Is Industrial Policy The Right Answer For India?
In the wake of the recently introduced Production Linked Incentives in various sectors, and the immense efforts being made to jump-start the semiconductor ecosystem, these questions take on some urgency. There are a number of factors, including the putative ‘demographic dividend’, and the fact that India is in the $2000+ GDP per capita range, which is often a takeoff stage.
Industrial Policy now has another driving force: national security, from at least two perspectives. The first is that India was for quite some time the world’s biggest buyer of defence equipment. It is a huge risk because of potential embargos. Second, it is clear that depending on others for crucial components can be potentially disastrous: remember US technology denials in supercomputing, and cryogenic engines, as well as China’s sudden decision to deny Japan rare earth supplies.

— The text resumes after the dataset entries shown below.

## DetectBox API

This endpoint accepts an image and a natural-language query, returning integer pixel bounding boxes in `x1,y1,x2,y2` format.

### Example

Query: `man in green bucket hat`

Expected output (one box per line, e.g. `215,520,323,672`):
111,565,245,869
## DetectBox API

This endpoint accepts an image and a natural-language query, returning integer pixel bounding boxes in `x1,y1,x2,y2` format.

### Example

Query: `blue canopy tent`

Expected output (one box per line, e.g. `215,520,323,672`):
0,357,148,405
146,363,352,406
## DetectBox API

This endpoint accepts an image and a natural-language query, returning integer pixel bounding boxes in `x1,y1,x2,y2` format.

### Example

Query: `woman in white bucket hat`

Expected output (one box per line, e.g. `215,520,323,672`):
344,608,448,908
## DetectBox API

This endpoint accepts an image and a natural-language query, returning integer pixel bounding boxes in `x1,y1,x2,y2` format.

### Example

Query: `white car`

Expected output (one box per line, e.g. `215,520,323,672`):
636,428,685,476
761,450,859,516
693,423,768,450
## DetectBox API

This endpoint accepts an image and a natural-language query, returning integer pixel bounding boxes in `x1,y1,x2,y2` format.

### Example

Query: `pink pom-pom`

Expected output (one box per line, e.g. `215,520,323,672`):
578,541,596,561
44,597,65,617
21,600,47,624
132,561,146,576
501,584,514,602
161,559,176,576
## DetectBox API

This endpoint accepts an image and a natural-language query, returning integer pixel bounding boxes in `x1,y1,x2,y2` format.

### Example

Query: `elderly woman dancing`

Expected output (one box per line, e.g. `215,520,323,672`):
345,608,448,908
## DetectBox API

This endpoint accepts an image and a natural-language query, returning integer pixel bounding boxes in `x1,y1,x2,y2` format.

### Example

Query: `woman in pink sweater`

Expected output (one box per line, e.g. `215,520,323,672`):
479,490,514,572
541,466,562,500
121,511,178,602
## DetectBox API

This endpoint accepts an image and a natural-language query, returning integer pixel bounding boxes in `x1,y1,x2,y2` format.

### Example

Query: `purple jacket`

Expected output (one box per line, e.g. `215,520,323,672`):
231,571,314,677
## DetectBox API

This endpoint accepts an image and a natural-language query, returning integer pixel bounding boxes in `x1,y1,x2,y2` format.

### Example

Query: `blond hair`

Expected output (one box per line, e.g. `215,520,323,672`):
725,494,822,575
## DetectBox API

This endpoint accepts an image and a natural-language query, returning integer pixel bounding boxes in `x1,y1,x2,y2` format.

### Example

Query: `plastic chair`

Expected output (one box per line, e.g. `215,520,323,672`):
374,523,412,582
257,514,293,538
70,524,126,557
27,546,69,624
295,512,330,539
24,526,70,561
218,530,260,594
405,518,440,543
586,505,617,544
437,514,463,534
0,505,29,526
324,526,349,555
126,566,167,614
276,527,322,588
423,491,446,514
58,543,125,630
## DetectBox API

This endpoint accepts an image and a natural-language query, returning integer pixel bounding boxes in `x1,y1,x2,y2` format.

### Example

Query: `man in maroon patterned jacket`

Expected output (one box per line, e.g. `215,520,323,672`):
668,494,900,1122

But there are some downsides too. India’s earlier flirtation with state-guided growth, as in the Five Year Plans, ended up in the debacles of the License-Permit Raj, large-scale nationalisation, and a ‘hybrid economy’ which was the worst of both worlds, capitalist and socialist. More recently, the ‘Make in India’ lion mascot has been quietly shelved, and despite Atmanirbhar Bharat, our trade deficit with China continues to soar.
The ghosts of the mai-baap sarkar and the ample mammaries of the welfare state continue to loom over India. Just a week ago, aspiring railway employees set fire to trains out of general frustration: it is reported that 1,25,00,000 people applied for 35,281 positions. The attractions are obvious: government jobs mean no accountability, no performance reviews, no chance of dismissal, plus baksheesh and pensions. This breeds mediocrity, as in the Soviet Union.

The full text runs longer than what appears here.